Umbilical Brothers return - but don't bring your kids

THE UMBILICAL BROTHERS: A KIDS’ SHOW (NOT SUITABLE FOR CHILDREN)

March 1-3 and March 16

Illawarra Performing Arts Centre

Tickets: 4224 5999

Do not bring your kids to the latest Umbilical Brothers' show.

While based around the idea that David Collins and Shane Dundas are performing for children, it features explicit language, smoking, sexual references, the maiming of a Brady Bunch member and the beating up of a character who may or may not be a beloved Disney mouse.

"Please, you must listen to the title - it's not suitable for children. We've done it once before and we had a couple of nights where parents thought the title was a joke, but it's not, so they had a lot of explaining to do on the car ride home, I imagine," Collins, the curly haired one, pleads.

A Kids' Show is a little different to other shows Collins and Dundas have put together. Although the pair are known for their combination of movement and sound effects, this performance has only one skit.

Instead, the pair are returning to their acting roots, playing Shavid and Dane, their alter egos who are keen to put on a show for children - only the children don't show up.

The characters don't realise and continue to perform for their more adult audience.

Collins thinks people will be surprised their hearts lie more with acting than with sound effects.

"It's straight up acting and that's what I am, an actor.
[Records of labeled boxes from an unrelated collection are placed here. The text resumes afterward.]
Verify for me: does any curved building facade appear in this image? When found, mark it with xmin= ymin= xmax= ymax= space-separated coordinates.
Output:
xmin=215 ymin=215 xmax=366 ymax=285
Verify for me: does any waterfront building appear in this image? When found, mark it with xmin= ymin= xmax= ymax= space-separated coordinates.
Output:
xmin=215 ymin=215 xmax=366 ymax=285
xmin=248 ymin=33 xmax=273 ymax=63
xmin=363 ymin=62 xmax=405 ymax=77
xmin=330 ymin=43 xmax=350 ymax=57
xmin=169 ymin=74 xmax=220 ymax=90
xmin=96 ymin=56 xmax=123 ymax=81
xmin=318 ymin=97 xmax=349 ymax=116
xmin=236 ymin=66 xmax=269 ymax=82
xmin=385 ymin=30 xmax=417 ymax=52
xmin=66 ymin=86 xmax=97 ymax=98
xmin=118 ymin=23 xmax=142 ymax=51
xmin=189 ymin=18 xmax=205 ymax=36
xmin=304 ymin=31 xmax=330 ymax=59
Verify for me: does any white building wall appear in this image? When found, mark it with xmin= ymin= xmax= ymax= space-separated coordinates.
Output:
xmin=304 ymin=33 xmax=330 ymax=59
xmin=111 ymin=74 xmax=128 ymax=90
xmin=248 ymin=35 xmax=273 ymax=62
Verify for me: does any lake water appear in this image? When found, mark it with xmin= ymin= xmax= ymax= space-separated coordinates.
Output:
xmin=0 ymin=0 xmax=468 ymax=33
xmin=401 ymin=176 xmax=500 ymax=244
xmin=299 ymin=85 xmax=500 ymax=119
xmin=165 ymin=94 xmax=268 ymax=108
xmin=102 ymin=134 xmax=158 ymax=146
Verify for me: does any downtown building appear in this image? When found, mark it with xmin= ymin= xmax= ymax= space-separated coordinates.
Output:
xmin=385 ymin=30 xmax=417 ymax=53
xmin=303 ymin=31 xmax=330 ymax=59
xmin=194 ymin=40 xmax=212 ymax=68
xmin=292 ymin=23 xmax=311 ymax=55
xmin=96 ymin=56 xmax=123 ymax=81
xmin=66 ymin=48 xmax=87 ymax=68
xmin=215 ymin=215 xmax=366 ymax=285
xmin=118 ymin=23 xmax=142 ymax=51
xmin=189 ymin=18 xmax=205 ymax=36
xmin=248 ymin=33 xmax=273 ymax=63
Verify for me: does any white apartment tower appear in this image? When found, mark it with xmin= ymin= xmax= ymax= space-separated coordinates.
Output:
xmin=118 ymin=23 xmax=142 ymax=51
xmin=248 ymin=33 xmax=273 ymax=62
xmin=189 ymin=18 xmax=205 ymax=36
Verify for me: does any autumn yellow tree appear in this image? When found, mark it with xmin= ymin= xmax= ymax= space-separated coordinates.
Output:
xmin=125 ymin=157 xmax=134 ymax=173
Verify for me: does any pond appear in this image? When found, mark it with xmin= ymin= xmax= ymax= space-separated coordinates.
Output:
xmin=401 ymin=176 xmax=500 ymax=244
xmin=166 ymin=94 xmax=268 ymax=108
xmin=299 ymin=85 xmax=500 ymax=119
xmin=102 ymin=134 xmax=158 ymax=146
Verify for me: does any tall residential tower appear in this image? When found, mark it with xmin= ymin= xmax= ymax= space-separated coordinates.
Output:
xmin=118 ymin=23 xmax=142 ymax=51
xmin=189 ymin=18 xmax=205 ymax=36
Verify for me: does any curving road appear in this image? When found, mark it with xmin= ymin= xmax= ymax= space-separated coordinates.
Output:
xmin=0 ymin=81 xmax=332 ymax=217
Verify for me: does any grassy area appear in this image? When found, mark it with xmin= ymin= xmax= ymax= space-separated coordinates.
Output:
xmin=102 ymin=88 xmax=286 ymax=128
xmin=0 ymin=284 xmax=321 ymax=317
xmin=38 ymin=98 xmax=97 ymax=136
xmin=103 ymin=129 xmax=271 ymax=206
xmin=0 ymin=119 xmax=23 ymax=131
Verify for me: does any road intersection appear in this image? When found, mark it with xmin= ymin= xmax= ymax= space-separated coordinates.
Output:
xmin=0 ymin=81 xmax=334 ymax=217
The Umbilical Brothers is a joy because we get to perform what we create, but acting is where my heart lies," he says.

Much of the material for this performance has come from the pair's experiences working on an actual children's show, the Logie-winning The Upside Down Show, which ran in 2006. There were a number of things they were prevented from doing or saying by the financial backers, so the comedians have decided to poke fun at some of their frustrations.

"There was many times when making that show where we knocked heads with Nickelodeon ... where they wouldn't allow us to do something like jump on the couch, something maybe litigious American mothers wouldn't want us to be doing in front of their kids," Collins says.

"It's a very good venting we're doing on stage right now; it feels really, really good. It's like going to a psychiatrist every night, with all these demons coming out."

With four main shows invented and on rotation since the pair joined up more than two decades ago, Collins says it's great to be working on something new because the initial stages of putting together a show are his favourite.

They have only performed A Kids' Show once before, in Sydney earlier this year.

"'It's very fresh, it's very new, so we're changing things night to night, we're chucking stuff out to see what works, what doesn't, what sticks to the wall," he says.

"For me, it's a far more interesting time than when the show is set in stone and we're doing the same show over and over again."